> If you really want a reference frame to compare to, you can use the one you started in before leaving.
Nah, the analogy is fine there -- you "wake up" in a new reference frame, and weren't able to make any measurements to compare it to your old one. Whether you can measure your motion against the old reference frame starting from this situation is actually the question!
Oh, that's not what I meant. I meant use the reference frame from when you first woke up. But I'll make a more detailed scenario:
* Wake up in the void. Label your current reference frame R0.
* Notice that there is no real way to label 'speed' vs. void.
* We can however measure angular speed via tension on body parts, it seems to be 0.
* Accelerate somehow
* * for some magical reason it's forbidden to have more than one object, so I thought up a couple minimally-magic ways to do it that I am pretty sure don't cause physics problems by themselves.
* * * You could throw something then immediately pretend the thing you threw doesn't exist, forbidding it as a reference frame.
* * * You could make a punching motion and use magic to cause your arm to disappear.
* * * You could swing all your limbs away from your body and use magic to reverse the direction of one of them.
* Now you are in reference frame R1 because you accelerated.
* Hooray you accelerated without any other objects to compare to. If you insist on comparing to a reference frame, use R0.
>* * * You could swing all your limbs away from your body and use magic to reverse the direction of one of them.

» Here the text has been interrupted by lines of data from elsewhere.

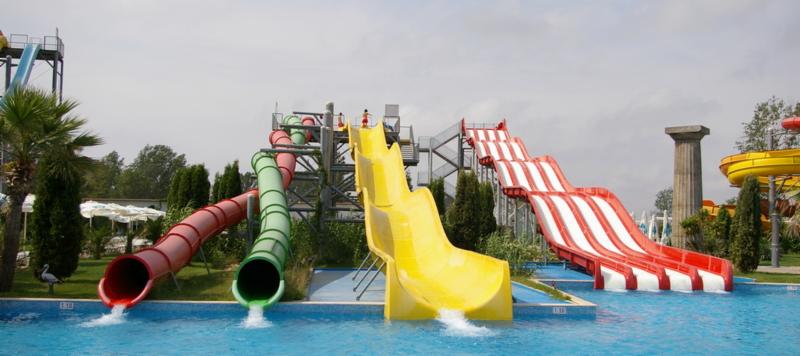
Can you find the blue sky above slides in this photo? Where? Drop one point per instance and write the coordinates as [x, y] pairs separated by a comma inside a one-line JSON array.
[[592, 84]]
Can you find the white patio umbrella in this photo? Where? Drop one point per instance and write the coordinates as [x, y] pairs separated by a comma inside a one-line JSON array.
[[90, 209], [27, 207], [27, 204]]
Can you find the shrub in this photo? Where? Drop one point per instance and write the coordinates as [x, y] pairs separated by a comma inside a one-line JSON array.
[[97, 239], [746, 247], [517, 252]]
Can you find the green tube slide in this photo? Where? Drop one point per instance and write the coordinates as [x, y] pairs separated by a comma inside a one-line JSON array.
[[259, 279]]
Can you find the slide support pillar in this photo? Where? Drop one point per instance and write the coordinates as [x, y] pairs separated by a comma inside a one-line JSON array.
[[8, 71], [687, 195]]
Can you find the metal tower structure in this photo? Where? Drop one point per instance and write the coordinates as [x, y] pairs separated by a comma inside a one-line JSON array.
[[448, 159], [51, 52], [324, 181]]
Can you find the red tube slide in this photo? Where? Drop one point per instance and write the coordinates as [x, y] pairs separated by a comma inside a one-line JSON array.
[[128, 279]]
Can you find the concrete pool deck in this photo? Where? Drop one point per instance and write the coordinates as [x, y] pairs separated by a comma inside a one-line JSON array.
[[336, 286]]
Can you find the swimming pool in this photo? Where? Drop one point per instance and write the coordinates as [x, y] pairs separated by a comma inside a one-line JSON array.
[[755, 319]]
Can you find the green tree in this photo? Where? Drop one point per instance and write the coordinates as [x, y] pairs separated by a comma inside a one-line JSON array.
[[189, 187], [721, 232], [487, 224], [97, 238], [33, 123], [664, 201], [56, 222], [215, 188], [767, 114], [150, 174], [101, 181], [463, 221], [231, 184], [745, 247], [200, 187], [437, 190]]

No you can't, this leads to the twin paradox.
Assume you could use magic to simply reverse the direction of an object. Take two clocks, and have one travel away from you at relativistic speeds, then turn around and come back. Because of time dilation, when the clock returns, it will have observed less time pass then you, because it was moving at relativistic speeds. However, from the clocks perspective, you were moving at relativistic speeds, so you will have observed less time pass. The resolution to this paradox involves the fact that the clock was accelerated in order to turn around.
An interesting side point is that in the hypothetical void, you actually have no way of knowing weather or not you are accelerating. For example, the space station is currently in free fall towards the earth, but from within the station you cannot detect this fact. Similarly, if you are in a plane that is descending at the rate of gravity, you will appear to be in zero-g. The mathematics behinds this is considerably more difficult than special relativity.

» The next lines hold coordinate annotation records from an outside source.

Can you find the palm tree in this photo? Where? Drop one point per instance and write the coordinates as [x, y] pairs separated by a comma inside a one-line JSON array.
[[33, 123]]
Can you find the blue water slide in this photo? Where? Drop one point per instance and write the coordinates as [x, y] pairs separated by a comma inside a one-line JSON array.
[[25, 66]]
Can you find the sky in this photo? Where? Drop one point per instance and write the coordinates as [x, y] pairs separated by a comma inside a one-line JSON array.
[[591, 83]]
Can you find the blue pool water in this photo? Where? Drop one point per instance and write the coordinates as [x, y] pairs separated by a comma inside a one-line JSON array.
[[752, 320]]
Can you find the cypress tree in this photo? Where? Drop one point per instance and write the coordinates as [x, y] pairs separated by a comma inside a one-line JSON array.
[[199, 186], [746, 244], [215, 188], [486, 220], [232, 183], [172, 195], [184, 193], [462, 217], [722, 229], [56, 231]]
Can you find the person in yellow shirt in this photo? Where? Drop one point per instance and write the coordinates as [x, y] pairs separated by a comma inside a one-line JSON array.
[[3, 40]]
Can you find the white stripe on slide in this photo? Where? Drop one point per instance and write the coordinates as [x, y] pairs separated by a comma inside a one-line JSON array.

You're talking about accelerating. The original passage was just talking about simple constant motion. The point being that you can't distinguish constant motion from remaining perfectly still without something else to measure against. That's really all I was trying to say. Obviously I failed!
To move, you have to move to or away from ... well, from what? You'd have to say that you don't even get to use a word like "move" when you are the only body in that void.
You can move. You can have a delta v. You don't have an absolute position or velocity, but you don't need those to move.
I don't see any comparison to the pre-sleep state, this is a statement about the void, and it overreaches.
This is a metaphor breakdown because you pushed it too hard, rather than a real problem with the idea. In the ideal case you are a floating point, and you haven't got discrete parts of yourself to fling away, but of course that's an abstract step too far away for the target audience of this piece.
Reflections on Relativity [1] in fact does build up to a generalize concept of relativity (not just Einsteinian relativity) starting with points in an unknown space (building up to a concept of distance, rather than assuming such a thing), but it's a mathematical treatment of the problem rather than an intuitive one. And certainly not in words of one syllable.
I think I haven't made it clear enough what my objection is. In my opinion it is the article that pushed the analogy too far. It works great to show that you can't tell what is moving. But when the analogy tries to claim that you can't move, well, it's pretty much begging the question. Of course a floating point can't move, and it says nothing about physics. That's why I assumed some mechanism for trying to cause motion: you can't see if you failed if you didn't try.
I guess I wasn't clear (no sarcasm). My point is based on the idea objecting that an analogy doesn't stand up to being pushed "too far" isn't a useful one; analogies always break down when pushed too far. If they didn't, they wouldn't be analogies, they'd be explanations. Analogies are dangerous ways of thinking, but again, this is generally targeted at people for who that is all they have available.
The analogy is useful, I agree there. The problem is that the article first uses the analogy for something it fits, then uses the analogy again for something it doesn't fit. The conclusions drawn from the second use are invalid. I don't object to the analogy, I object to that second use.
I had the same objection as the op actually - if you wake up at "rest" with just yourself and a bed, and accelerated away from the bed, you can in fact know whether "you are moving" or "the bed is moving". It is because one of the two have only been in 1 reference frame, while the other has been in 2.
Basically the same issue as the twin "paradox". I can appreciate the assumption of a constant velocity on wake though, as a way to simplify the story.
Nah, the analogy is fine there -- you "wake up" in a new reference frame, and weren't able to make any measurements to compare it to your old one. Whether you can measure your motion against the old reference frame starting from this situation is actually the question!